Я стоял и смотрел на пламя чадящей свечи. Ольберт молчал. Остальные собравшиеся старались на меня не смотреть.

– Я запутался. – Наконец признался я.

– Друг мой, поэтому я и выбрал вас. Вы всегда сохраняли трезвость рассудка, были хитры и умели приспособиться. Вы умеете преступать через себя во имя великой цели. Вы будете моим судьей.

– А Веллес?

– Да, Веллес. Этот человек, сумел перешагнуть через то, что люди зовут мирозданием. Своим острым умом он вскрыл все нарывы этого мира и погрузился в бездну непознанного. Он всегда смотрит на этот мир со стороны. Он всегда понимает бытие как явление, в котором ему места не нашлось.

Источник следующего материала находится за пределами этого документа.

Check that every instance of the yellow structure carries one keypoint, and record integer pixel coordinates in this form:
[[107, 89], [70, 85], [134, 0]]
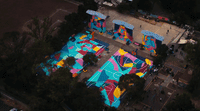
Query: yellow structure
[[122, 52], [61, 63], [117, 92]]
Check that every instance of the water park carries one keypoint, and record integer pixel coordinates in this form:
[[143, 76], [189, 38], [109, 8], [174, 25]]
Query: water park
[[107, 77], [123, 31], [77, 46]]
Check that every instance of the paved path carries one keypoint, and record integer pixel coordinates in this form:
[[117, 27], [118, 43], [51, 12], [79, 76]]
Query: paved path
[[175, 69], [137, 35], [119, 43]]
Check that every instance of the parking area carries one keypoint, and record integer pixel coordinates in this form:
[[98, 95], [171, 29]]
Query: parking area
[[160, 29]]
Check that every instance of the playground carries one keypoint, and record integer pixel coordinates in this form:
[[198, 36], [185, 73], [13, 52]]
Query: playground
[[76, 47], [107, 77]]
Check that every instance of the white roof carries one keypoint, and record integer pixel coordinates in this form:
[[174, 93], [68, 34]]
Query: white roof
[[91, 12]]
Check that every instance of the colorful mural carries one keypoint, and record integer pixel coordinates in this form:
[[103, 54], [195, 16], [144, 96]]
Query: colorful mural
[[151, 40], [97, 21], [107, 77], [77, 48], [123, 31]]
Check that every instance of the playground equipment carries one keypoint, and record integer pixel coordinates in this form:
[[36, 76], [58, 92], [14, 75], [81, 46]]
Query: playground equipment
[[123, 31], [97, 21], [151, 40], [76, 47], [107, 77]]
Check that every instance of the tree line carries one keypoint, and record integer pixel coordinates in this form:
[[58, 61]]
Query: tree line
[[23, 52]]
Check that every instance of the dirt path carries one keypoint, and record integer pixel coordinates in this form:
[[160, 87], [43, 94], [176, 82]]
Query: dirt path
[[13, 14]]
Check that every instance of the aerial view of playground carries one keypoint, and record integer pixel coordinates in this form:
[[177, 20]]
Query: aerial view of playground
[[77, 47], [100, 55]]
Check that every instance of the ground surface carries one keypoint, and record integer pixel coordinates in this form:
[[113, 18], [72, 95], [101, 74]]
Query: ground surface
[[159, 29], [4, 107], [14, 14]]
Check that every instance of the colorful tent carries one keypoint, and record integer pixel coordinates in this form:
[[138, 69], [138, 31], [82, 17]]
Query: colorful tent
[[97, 21], [107, 77], [123, 31]]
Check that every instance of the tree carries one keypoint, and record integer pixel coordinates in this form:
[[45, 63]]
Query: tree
[[112, 109], [181, 103], [161, 53], [90, 4], [85, 99], [194, 84], [55, 87], [122, 7], [70, 61], [145, 5], [90, 58], [134, 86], [12, 42], [41, 29], [37, 52], [193, 53]]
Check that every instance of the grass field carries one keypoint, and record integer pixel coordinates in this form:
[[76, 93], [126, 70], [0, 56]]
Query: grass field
[[14, 14]]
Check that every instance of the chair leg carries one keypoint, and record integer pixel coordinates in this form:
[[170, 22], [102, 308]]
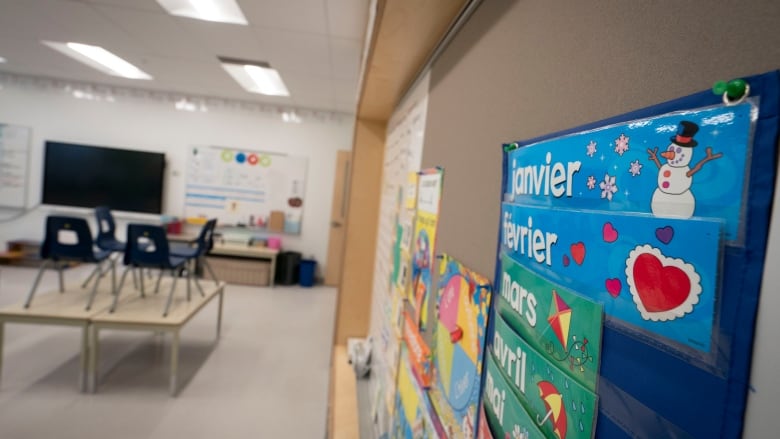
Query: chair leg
[[170, 295], [119, 288], [211, 272], [94, 287], [62, 277], [159, 278], [35, 284]]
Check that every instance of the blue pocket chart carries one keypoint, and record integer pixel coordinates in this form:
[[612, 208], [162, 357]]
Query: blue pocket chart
[[683, 164], [680, 187]]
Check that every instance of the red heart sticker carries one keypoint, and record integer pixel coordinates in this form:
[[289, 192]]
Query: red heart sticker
[[578, 252], [660, 288], [609, 233], [613, 287]]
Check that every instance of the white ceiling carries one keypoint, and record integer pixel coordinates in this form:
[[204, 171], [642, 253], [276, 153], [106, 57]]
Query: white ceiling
[[316, 45]]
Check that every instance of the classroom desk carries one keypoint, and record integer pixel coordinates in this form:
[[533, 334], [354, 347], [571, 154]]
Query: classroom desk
[[61, 309], [145, 314], [251, 252]]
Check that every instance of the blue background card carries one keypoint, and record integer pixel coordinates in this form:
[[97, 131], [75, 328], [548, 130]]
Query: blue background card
[[657, 274], [645, 165]]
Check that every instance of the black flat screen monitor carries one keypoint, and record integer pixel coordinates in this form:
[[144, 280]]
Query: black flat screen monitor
[[89, 176]]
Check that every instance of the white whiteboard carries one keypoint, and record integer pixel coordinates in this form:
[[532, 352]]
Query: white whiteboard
[[240, 186], [14, 159]]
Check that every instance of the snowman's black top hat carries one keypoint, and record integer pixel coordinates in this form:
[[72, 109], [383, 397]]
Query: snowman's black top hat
[[685, 133]]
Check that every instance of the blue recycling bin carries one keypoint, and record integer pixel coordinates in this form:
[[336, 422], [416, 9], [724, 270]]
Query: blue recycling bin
[[307, 269]]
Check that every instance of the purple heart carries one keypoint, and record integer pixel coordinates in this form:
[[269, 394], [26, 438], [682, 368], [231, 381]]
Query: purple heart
[[664, 234]]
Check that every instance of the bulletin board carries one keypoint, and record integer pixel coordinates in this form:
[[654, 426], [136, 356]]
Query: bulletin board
[[682, 190], [14, 159], [246, 187]]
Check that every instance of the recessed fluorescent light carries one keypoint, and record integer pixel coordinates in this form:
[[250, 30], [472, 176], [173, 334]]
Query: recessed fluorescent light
[[255, 77], [223, 11], [99, 58]]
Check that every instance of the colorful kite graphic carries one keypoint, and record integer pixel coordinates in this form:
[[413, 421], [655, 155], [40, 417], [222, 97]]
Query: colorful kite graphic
[[560, 319], [556, 410]]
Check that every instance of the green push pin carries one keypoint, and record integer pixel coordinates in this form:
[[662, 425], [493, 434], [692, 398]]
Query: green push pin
[[736, 88]]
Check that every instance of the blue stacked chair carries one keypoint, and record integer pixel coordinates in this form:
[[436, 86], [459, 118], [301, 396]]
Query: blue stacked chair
[[69, 239]]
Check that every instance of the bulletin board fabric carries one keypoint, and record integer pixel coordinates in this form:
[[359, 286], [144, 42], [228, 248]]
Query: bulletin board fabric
[[246, 187], [14, 158], [648, 392]]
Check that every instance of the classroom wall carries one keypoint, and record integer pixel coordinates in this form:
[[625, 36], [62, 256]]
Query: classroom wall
[[153, 124], [520, 69]]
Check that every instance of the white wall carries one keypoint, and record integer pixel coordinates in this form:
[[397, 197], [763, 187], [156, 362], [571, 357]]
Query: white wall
[[153, 124]]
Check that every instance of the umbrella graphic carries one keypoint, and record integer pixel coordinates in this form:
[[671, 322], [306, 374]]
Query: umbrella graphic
[[556, 410], [560, 319]]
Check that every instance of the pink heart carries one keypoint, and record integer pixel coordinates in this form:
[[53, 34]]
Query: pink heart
[[578, 252], [613, 287], [609, 233]]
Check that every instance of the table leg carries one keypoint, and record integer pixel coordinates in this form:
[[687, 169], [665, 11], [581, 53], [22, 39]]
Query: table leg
[[94, 358], [219, 312], [2, 326], [174, 362], [273, 271], [83, 372]]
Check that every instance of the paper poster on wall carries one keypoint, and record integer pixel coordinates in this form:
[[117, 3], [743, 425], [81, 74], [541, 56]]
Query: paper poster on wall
[[14, 156], [463, 304], [428, 194], [685, 164], [414, 417], [245, 187], [558, 323], [561, 406]]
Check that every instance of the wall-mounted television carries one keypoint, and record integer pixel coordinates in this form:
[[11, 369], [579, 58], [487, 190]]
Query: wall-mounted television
[[88, 176]]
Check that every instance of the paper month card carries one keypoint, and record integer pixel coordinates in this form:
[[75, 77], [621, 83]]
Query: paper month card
[[659, 275], [561, 325], [463, 306], [683, 164], [560, 406]]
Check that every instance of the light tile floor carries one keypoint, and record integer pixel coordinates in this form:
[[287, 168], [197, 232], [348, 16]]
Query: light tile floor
[[266, 378]]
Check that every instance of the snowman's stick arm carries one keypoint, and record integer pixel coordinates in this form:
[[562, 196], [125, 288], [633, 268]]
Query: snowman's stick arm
[[653, 155], [710, 156]]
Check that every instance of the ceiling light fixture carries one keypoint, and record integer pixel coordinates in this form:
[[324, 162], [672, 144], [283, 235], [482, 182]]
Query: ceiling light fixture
[[222, 11], [100, 59], [255, 76]]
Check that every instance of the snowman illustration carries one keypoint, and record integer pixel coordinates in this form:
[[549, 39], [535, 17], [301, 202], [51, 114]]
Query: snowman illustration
[[673, 195]]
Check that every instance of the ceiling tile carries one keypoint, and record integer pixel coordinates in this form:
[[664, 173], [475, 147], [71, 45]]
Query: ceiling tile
[[345, 58], [348, 18], [296, 15]]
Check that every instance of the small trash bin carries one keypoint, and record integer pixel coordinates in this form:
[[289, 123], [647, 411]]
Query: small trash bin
[[308, 268]]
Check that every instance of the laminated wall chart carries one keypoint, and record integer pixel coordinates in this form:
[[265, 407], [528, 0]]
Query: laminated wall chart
[[658, 221], [14, 157], [240, 186]]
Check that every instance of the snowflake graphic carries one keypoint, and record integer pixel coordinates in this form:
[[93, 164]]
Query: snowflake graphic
[[519, 434], [608, 187], [591, 148], [621, 144], [635, 168], [591, 182]]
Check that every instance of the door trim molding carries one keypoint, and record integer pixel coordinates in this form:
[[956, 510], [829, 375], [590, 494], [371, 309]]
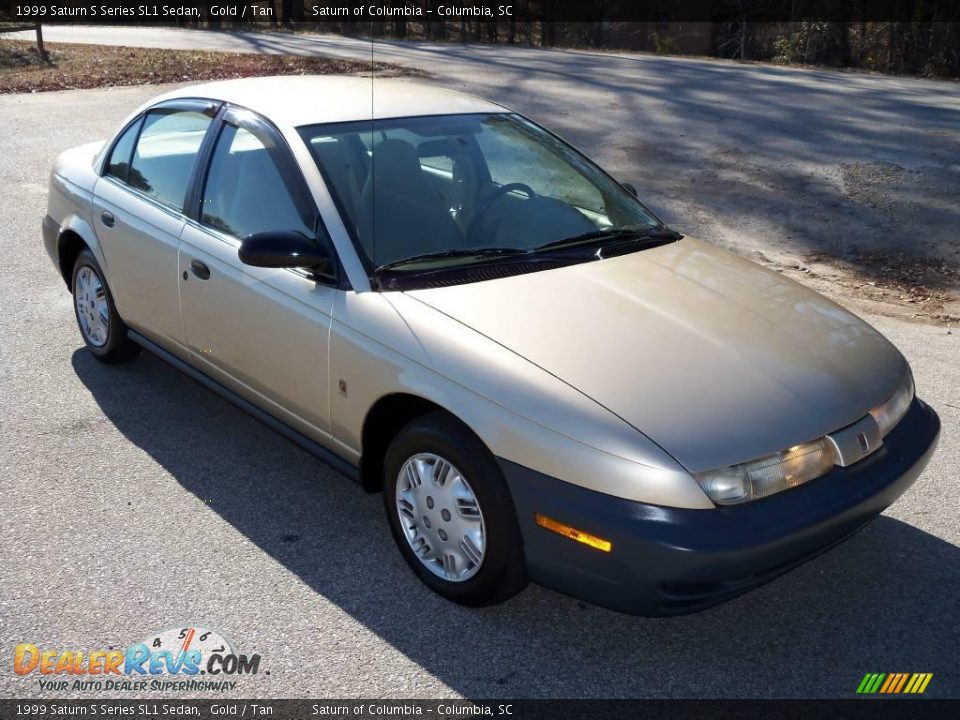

– То есть мы будем помогать вам вести человечество в новом цикле?

– Все верно. Вы будете толкать людей к справедливости, взывать к отваге, а Веллес будет наставлять их на изучение непознанного и чужеродного.

– Но мы всего лишь люди.

– Плох тот отец, что не слышит своих сыновей.

31. Мисса

«Самым большим пороком королей севера всегда считалась жадность. Эту черту наследовали они в своем колене и приумножали, каждый следующий из рода наследовал огромную казну и считал своим долгом ее дополнить. Так появился налог на каменные дома, что выше одного этажа, из-за чего все, что севернее перевала имеет каменным только первый этаж и бревенчатым остальные. Так ввели налоги на инакомыслие, отчего проявились бунтарские настроения тех, кто живет у ледников. И, наконец, они ввели требование на обязательную воинскую службу двух отпрысков рода. То есть теперь семья, имевшая двух сыновей, была обречена на голод. А семьи не имевшие детей мужского рода должны были отдать во служение государю своих дочерей. Посему, когда на север впервые вошли чудотворцы, на стенах их ждали мужчины, чьи родители чахли от голода, а сестры, быстро увядая, стирали бинты в госпиталях. Они боялись чудотворцев, но в тоже время надеялись на перемены».

Михаил Викторов «Налогообложение. Историческая справка»

863 год со дня Возрождения. Столица.

Это было очень просто. Встать рано утром и, пока на улицах никого нет, отнести предмет похожий на стрелу в назначенное место. Столица, хоть и была откровенно перенаселена, но никогда не нуждалась в воде. Ведь сквозь весь город, иногда скрываясь в трубах, бегут три небольших, чистых реки. Эти речки снабжают город питьевой водой, по ним же на небольших лодках купцы развозят товары по своим лавкам, и, наконец, в них весело плещутся дети, да стирают белье хозяйки. Конечно, в них иногда заканчивают свой путь невезучие люди, да и жители трущоб постоянно сливают свои помои прямо в воду. Однако мощное течение быстро смывает все нечистоты этого огромного города. Далеко за городом две из этих рек сливаются в одну полноводную и степенно несут свои воды на юго-восток. Третья же впадает в большое озеро на западе от столицы.

Когда-то по этим рекам проходила естественная граница трех городов, что позже срослись в единую структуру под названием Столица. Главная особенность этих рек в том, что все они берут начало в одном месте. Глубоко под землей бьет мощный источник, достаточный для того чтобы питать русла этих рек.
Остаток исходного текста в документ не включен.